Syrië weerspreekt beschuldigingen over gifgas
De Syrische regering wijst een rapport over de inzet van het gifgas in april van de hand. Het is niet geloofwaardig volgens Damascus, omdat het is gebaseerd „op getuigenissen van terroristen die zich in Turkije bevinden”. Turkije is een belangrijke steunpilaar van radicale soennitische opstandelingen die tegen de regering in Damascus vechten.
De Organisatie voor het Verbod van Chemische Wapens (OPCW) in Den Haag heeft een vertrouwelijk rapport verspreid over wat er 4 april in het Noord-Syrische Khan Sheikhoun zou zijn gebeurd. Het Kremlin heeft het rapport partijdig genoemd. Het is niet duidelijk wat er precies in staat. Er is volgens de OPCW het gif sarin gebruikt. Tientallen mensen zijn om het leven gekomen.

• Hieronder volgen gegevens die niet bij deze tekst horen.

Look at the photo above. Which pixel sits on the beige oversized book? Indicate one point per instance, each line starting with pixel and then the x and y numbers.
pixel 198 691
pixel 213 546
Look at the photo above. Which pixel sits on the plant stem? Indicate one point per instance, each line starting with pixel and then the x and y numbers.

Westerse landen verdenken de Syrische regering ervan gifgas te gebruiken. De VS bestookte een Syrische luchtmachtbasis met kruisraketten als vergelding van de gifgasaanval op Khan Sheikhoun. Syrië heeft niet ontkend dat die plaats 4 april is gebombardeerd, maar volgens Damascus niet met chemische wapens. Als die verspreid zouden zijn, lagen die er mogelijk opgeslagen door de rebellen.